On a Friday afternoon in April, David Lyttle pieced together his drum kit on a patch of grass in Pittsburgh’s Hill District.
“I wish I could say this is a really unusual set up for me, but it’s not really,” he said. “We’ve done this in the desert, in front of some mobile homes, a truck stop.”
For the past month, Lyttle has been away from his hometown in Northern Ireland for a residency traveling across the U.S. He’s playing at both unexpected places and significant landmarks. The Hill House Association helped him coordinate a performance on the lot where jazz great Art Blakey's childhood home once stood. Blakey is Lyttle's musical inspiration.
Lyttle’s friend, saxophone player Tom Harrison, is joining him for a portion of his trip.
For the low-key performance, the two prepared a medley of some of Blakey’s greatest hits.
Hill District natives Charles Paris and Lance Hicks pulled over in their black pickup truck, after hearing the music. Lyttle had a few questions for them.
“Art Blakey is my hero and the reason I became a jazz drummer," Lyttle said. "How known or respected is he now here in the Hill District? Do people know his name?”
“Oh yeah,” Paris said, “the older generation do. Younger generation, it’s just Play Station, and all that now.”
Paris said when he was growing up, he used to sneak into jazz clubs to hear the music, and lots of his friends played instruments.
“There’s none of that anymore,” he said. “Kids don’t even like your drum sets. There was a lot of guys coming up playing that.”
Hicks said it’s hard to maintain that history. All that marks the vacant lot is a plaque on a pole.
“If they didn’t post these monuments of historical buildings, you would never know they existed,” he said.
Bob Studebaker, a longtime jazz DJ and producer of 90.5 WESA's Jazzworks, said it’s not unusual for lifelong Pittsburghers to be unaware of these cultural important locations.
“It’s hard to imagine now, but [jazz] was cutting edge and radically new more than 100 years ago,” he said.
At the turn of the century, Pittsburgh was a destination for jazz, especially in the Hill District.
“It’s where the concentration of African Americans were in the beginning when jazz first came to Pittsburgh in the early 1900s, by a guy who was kind of a Johnny Appleseed of jazz,” Studebaker said.
Fate Marable came to Pittsburgh by riverboat, which is largely how jazz got out of New Orleans.
In the 1920s, Pittsburgh was located along the rail line between New York and Chicago. Studebaker said musicians would stop because there were places to play, and a lively audience. He said it was a nexus for the genre.
“Pretty much every time jazz moved into a new direction, it was a Pittsburgh artist who was being the catalyst for the evolution,” Studebaker said.
In the late 1930s and early 1940s, that direction was bebop, which moved jazz out of the swing era.
Musicians like Dizzy Gillespie, Charlie Parker and Thelonious Monk played the style.

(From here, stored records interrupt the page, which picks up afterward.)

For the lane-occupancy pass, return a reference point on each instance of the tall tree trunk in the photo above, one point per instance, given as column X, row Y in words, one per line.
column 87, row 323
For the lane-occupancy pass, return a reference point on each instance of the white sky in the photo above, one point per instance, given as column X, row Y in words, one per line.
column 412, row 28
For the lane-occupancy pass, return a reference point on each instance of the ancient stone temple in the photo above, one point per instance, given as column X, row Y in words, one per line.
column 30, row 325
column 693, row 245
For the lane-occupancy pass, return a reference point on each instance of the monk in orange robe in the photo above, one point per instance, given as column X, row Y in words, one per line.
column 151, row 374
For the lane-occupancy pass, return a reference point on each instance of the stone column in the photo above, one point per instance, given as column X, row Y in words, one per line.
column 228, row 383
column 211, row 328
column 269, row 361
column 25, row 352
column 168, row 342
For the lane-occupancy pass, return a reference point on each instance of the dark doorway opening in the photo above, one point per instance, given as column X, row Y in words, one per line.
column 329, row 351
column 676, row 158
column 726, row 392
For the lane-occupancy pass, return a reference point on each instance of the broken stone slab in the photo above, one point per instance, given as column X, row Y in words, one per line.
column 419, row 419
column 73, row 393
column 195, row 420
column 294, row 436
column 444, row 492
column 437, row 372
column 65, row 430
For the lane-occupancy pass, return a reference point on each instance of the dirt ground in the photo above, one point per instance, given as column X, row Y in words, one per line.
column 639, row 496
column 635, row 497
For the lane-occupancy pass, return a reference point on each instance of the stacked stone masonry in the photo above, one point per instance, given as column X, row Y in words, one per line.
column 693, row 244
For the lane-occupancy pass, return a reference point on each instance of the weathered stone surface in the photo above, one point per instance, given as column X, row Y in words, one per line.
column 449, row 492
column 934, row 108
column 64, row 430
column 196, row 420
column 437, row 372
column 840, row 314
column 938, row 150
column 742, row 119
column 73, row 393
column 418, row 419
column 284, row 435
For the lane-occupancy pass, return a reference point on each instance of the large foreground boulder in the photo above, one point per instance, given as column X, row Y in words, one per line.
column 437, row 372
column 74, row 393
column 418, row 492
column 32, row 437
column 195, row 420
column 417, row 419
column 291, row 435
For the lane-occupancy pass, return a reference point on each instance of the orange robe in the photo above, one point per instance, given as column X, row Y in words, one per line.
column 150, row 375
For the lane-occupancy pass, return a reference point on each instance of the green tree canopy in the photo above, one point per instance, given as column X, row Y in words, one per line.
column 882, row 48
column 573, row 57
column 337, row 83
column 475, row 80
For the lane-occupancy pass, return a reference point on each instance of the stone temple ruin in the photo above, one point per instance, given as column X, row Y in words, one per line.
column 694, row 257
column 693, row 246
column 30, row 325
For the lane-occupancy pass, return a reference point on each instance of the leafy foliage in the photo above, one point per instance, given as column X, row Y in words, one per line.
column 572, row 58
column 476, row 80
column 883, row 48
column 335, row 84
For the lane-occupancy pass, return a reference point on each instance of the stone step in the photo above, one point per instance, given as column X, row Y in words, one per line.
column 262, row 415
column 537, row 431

“A Pittsburgher, Mary Lou Williams, is known by jazz historians as the mother of bebop,” Studebaker said. “She was the mentor to these young musicians. She was an established star with highly respected skills and innovative ability.”

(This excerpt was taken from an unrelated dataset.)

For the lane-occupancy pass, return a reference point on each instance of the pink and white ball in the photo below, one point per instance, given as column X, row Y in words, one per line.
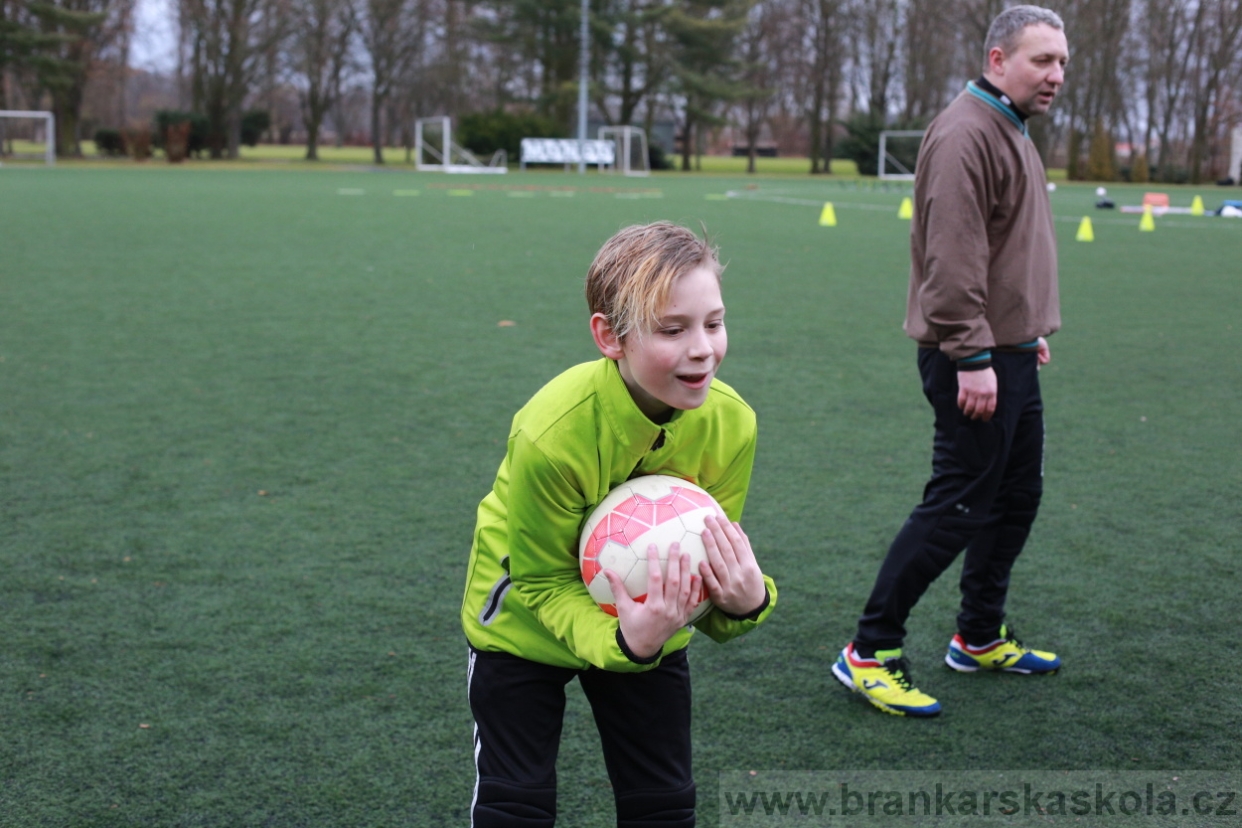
column 655, row 509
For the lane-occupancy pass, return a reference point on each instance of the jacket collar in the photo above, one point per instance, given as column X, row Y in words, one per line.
column 1004, row 107
column 629, row 425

Studebaker said Art Blakey was the one who took the signature drumming style of bebop in the 1940s and refined it.
At the end of the 1940s, Blakey put together a band that would evolve over decades—the Jazz Messengers. Blakey and the group’s pianist Horace Silver originated hard bop.
“Hard bop just slowed it down a little bit. It was a less frenetic pace, it had a more soulful quality, which came from the influence of a gospel feel,” Studebaker said.
Blakey played at the many clubs along Crawford Street and Wylie Avenue.
“The Hill continued to be a Mecca for jazz until 1968,” Studebaker said. “That’s when a lot of American cities changed, when there were riots everywhere, and the economic vitality of the Hill was pretty much stripped away.”
But the history remains, which is what continues to draw people from all over the world.
“Almost universally jazz musicians feel a reverence for the people who invented the music," Studebaker said. "Musicians all over the world know Pittsburgh's Hill District because that’s where Art Blakey came from. That's where Billy Strayhorn came from, Ray Brown." (Billy Strayhorn came from Homewood/East Liberty actually)
David Lyttle is here is to pay tribute to the greats, but he’s also popping up and surprising people with his music to see how receptive they are, since he fears a dwindling audience for the music he loves.
“People just have lost willingness to go check stuff out. Maybe the internet has killed that curiosity, because on demand you can get whatever you want musically,” he said. “You sit around and wait to be recommended something, rather than talking to your friends or checking out a concert.”
He said musicians need to be more proactive about engaging audiences, and breaking down barriers, especially to jazz, which he says can be misunderstood. He said in that, his residency has been a success.
“I’ve learned that most people are pretty open-minded whenever they actually hear the music, but it’s getting them to come out,” Lyttle said.
Studebaker said if you play it they will come. He said the Pittsburgh jazz scene is still putting out great musicians, but there’s less of a live music culture, aside from the great Roger Humphries, a contemporary drummer, and his weekly jam sessions. For Studebaker, it’ll be up to organizations like the Pittsburgh Cultural Trust, and its annual jazz festival, to keep the music going -- and accessible.